In fact, Dr. Sandor Kepiro, who was one of the gendarmerie officers who had actively participated in carrying out the operation, had already been convicted twice for this crime. His first conviction was in late January 1944, but in the wake of the Nazis' occupation of Hungary in March, he was pardoned, promoted, and sent back to Novi Sad. He was convicted a second time in 1946 (and sentenced to 14 years imprisonment), but by this time he had already escaped to Austria, from whence he fled to Argentina in 1948. Kepiro claims that in 1996 he was told by officials of the Hungarian Embassy in Buenos Aires that he could go home, which apparently meant that he would not be punished for his crimes.

SIX MONTHS ago, I tracked him down to a fashionable brownstone at 78 Leo Frankel Street in Budapest, across the street from a synagogue and not far from the banks of the Danube. Last August 1, I submitted the pertinent evidence to Hungarian prosecutors, hoping that Kepiro would be immediately arrested and punished, but unfortunately, that did not happen.

In fact, the Hungarian judicial authorities have hereto been unable to even find copies of either one of the verdicts against him and appear to be in no rush to take legal action in this case.

Needless to say, every day which passes without a decision to hold Kepiro accountable, brings this criminal closer to successfully eluding justice.
That is the reason that I travelled last week to Novi Sad, apparently the only place where the deep trauma of the murders committed on that fateful day 65 years ago continues to reverberate.

Hundreds of people gathered at the monument to the victims on the banks of the Danube for the ceremony which this year, more than anything else was an anguished cry for justice to finally be achieved in the Kepiro case.

THIS WEEK when Hungarian Foreign Minister Kinga Goncz visits Israel, it is imperative that her Israeli counterpart Tzipi Livni raise the Kepiro issue in a polite but forceful manner, emphasizing Israel's concern and outrage that this Holocaust perpetrator remains unpunished.
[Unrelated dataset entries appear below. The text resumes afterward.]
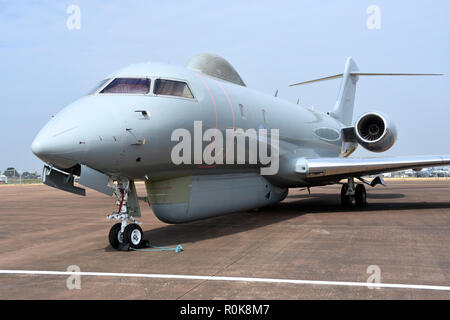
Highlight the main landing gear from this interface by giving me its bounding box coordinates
[341,178,367,208]
[106,180,144,250]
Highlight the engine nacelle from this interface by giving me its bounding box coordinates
[355,112,397,152]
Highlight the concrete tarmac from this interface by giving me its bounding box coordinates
[0,180,450,299]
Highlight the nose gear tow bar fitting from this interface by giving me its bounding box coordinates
[106,179,183,253]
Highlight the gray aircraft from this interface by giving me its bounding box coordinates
[32,54,450,248]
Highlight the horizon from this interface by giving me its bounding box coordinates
[0,0,450,172]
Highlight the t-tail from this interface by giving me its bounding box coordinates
[290,57,443,126]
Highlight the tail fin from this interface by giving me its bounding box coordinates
[330,57,359,126]
[290,57,443,126]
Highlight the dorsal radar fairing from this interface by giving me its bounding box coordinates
[186,53,246,87]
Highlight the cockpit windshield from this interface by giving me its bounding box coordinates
[153,79,194,98]
[100,78,150,94]
[88,79,111,95]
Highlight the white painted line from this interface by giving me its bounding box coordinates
[0,270,450,291]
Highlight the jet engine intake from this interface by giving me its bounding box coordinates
[355,112,397,152]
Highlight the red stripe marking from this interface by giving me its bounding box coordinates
[217,81,235,129]
[197,74,219,129]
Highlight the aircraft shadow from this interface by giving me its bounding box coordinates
[139,194,450,246]
[287,192,405,199]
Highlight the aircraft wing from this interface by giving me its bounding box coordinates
[295,155,450,182]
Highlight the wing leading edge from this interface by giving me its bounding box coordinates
[295,155,450,180]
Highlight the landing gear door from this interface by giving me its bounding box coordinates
[42,166,86,196]
[78,165,113,196]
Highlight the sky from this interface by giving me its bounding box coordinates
[0,0,450,171]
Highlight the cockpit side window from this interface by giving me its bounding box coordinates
[153,79,194,99]
[88,79,111,95]
[100,78,150,94]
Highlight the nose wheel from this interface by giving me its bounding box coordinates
[108,223,123,249]
[341,179,367,208]
[123,223,144,249]
[106,181,144,250]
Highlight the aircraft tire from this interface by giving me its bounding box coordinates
[108,223,123,249]
[341,184,352,208]
[123,223,144,249]
[355,184,367,208]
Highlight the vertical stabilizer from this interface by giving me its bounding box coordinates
[330,57,358,125]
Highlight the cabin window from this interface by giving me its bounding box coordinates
[261,109,267,124]
[153,79,194,99]
[239,104,245,120]
[100,78,150,94]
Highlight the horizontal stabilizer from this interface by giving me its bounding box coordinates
[296,155,450,179]
[289,72,444,87]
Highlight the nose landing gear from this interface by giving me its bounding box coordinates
[341,178,367,208]
[106,180,144,250]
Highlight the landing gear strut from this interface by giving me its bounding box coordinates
[106,180,144,249]
[341,178,367,208]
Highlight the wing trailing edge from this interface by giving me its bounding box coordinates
[296,155,450,180]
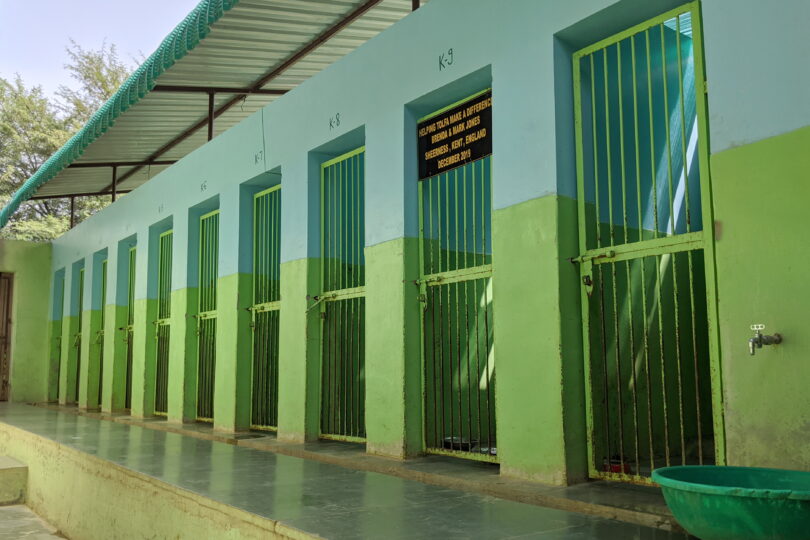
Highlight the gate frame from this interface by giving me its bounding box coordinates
[248,183,281,433]
[572,0,726,484]
[152,229,174,417]
[316,144,368,444]
[119,244,138,411]
[194,208,220,424]
[416,86,499,463]
[0,272,14,401]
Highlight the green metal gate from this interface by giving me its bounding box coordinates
[73,268,84,403]
[574,3,723,483]
[123,246,137,409]
[197,210,219,422]
[419,133,497,462]
[250,186,281,431]
[317,148,366,442]
[155,231,173,416]
[53,270,65,401]
[96,259,107,407]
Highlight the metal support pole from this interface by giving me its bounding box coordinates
[112,165,118,202]
[208,92,214,141]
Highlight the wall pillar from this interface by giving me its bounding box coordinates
[365,238,422,458]
[493,195,586,485]
[278,258,321,442]
[132,226,162,418]
[214,186,253,432]
[59,264,79,405]
[167,212,199,423]
[79,255,101,409]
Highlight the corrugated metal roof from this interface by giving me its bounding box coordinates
[0,0,426,227]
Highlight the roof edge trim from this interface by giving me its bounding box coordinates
[0,0,239,228]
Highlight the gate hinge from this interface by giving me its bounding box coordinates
[568,251,616,264]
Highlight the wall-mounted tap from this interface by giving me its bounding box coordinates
[748,324,782,356]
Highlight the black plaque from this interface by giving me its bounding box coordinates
[417,90,492,180]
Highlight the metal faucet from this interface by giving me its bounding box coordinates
[748,324,782,356]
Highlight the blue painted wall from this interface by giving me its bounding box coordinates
[53,0,810,309]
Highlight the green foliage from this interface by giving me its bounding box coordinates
[0,41,130,240]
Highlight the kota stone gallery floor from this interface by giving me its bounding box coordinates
[0,504,64,540]
[0,404,689,540]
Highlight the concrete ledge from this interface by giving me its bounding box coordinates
[39,404,684,533]
[0,456,28,506]
[0,423,318,540]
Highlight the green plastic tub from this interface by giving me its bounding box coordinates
[652,465,810,540]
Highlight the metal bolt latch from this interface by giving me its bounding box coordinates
[748,324,782,356]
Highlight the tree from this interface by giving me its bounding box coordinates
[0,41,130,241]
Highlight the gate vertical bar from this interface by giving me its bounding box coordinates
[73,268,84,403]
[96,259,107,407]
[418,90,497,462]
[573,2,724,483]
[124,246,137,410]
[155,230,174,416]
[250,185,281,431]
[197,210,219,422]
[318,147,366,442]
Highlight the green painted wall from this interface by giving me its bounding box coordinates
[0,240,51,402]
[214,274,253,431]
[278,259,321,442]
[493,196,586,484]
[712,127,810,470]
[365,238,422,458]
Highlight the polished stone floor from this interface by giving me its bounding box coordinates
[0,504,64,540]
[0,404,686,540]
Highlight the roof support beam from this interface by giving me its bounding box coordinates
[68,160,177,169]
[104,0,382,191]
[151,84,287,96]
[28,189,132,201]
[208,92,214,141]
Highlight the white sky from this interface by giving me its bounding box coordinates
[0,0,198,95]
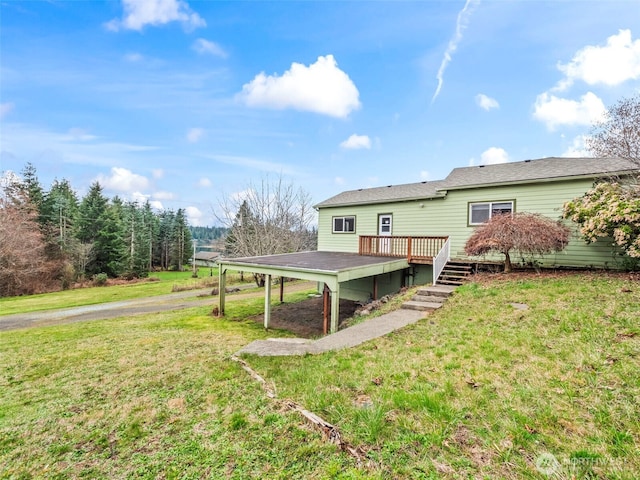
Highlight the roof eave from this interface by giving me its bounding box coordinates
[313,192,447,209]
[438,170,638,192]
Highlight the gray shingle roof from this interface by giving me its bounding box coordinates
[316,181,444,204]
[444,157,637,189]
[316,157,638,208]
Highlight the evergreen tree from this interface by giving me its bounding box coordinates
[41,179,78,253]
[141,200,160,271]
[20,163,45,222]
[77,182,125,277]
[171,208,192,271]
[122,202,149,278]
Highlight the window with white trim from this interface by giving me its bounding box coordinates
[333,216,356,233]
[469,201,513,225]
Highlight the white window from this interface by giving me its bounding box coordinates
[333,217,356,233]
[469,201,513,225]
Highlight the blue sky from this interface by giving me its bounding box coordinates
[0,0,640,225]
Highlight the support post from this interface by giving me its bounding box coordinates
[331,285,340,333]
[280,277,284,303]
[373,275,378,300]
[264,274,271,329]
[218,265,227,317]
[322,283,330,335]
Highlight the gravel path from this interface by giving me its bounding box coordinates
[236,309,425,357]
[0,282,315,331]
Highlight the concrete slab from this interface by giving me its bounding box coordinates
[236,310,424,357]
[402,300,442,312]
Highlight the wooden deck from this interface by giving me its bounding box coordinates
[358,235,449,264]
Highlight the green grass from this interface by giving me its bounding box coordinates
[0,268,251,316]
[0,275,640,479]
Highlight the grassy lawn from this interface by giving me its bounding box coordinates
[0,275,640,479]
[0,268,251,315]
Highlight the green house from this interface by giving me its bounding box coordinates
[316,158,637,296]
[221,158,638,331]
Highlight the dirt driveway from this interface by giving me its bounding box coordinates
[0,282,322,331]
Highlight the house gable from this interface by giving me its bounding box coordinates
[317,158,633,268]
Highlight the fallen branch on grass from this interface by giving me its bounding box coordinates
[231,355,365,466]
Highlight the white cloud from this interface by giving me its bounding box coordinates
[0,102,15,118]
[185,207,204,227]
[191,38,227,58]
[238,55,361,118]
[562,135,591,157]
[203,155,296,175]
[198,177,213,188]
[533,92,606,130]
[151,190,176,200]
[96,167,149,192]
[130,192,149,205]
[69,127,98,142]
[556,30,640,90]
[476,93,500,111]
[187,128,204,143]
[469,147,509,166]
[124,53,144,63]
[431,0,480,103]
[340,133,371,150]
[106,0,207,32]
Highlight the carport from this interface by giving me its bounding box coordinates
[218,252,409,333]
Her failure to do so would effectively destroy any remaining hope that Kepiro will ultimately be held accountable for his crimes since if the country which purports to represent the victims of the Shoah remains silent in this regard, the Hungarians will realize that their perpetrators can indeed, literally, get away with murder.

For those who doubt the value of bringing elderly Nazi war criminals to justice, I would like to share a story regarding Kepiro which I related at the memorial at Novi Sad. According to his 1944 verdict, a copy of which I was able to find in Belgrade and make available to the Hungarian prosecutors, when Kepiro was informed regarding the nature of the operations which he and his men were expected to carry out on January 23, 1942, he asked for the orders in writing. When he was told that such instructions would only be transmitted orally, he carried them out anyway. In other words, Kepiro, who is a lawyer, did not mind carrying out the mass murder of innocent civilians, but he wanted to make sure that he had a solid alibi. Ultimately, even that did not matter and he went ahead and participated in the wholesale massacre.

Moral monsters like Kepiro do not deserve any sympathy for having reached an elderly age, nor does the passage of 65 years in any way diminish their guilt. That is the message from Novi Sad that must ring loud and clear this week in Jerusalem, if there is any hope that justice will finally be achieved for the victims of January 23, 1942.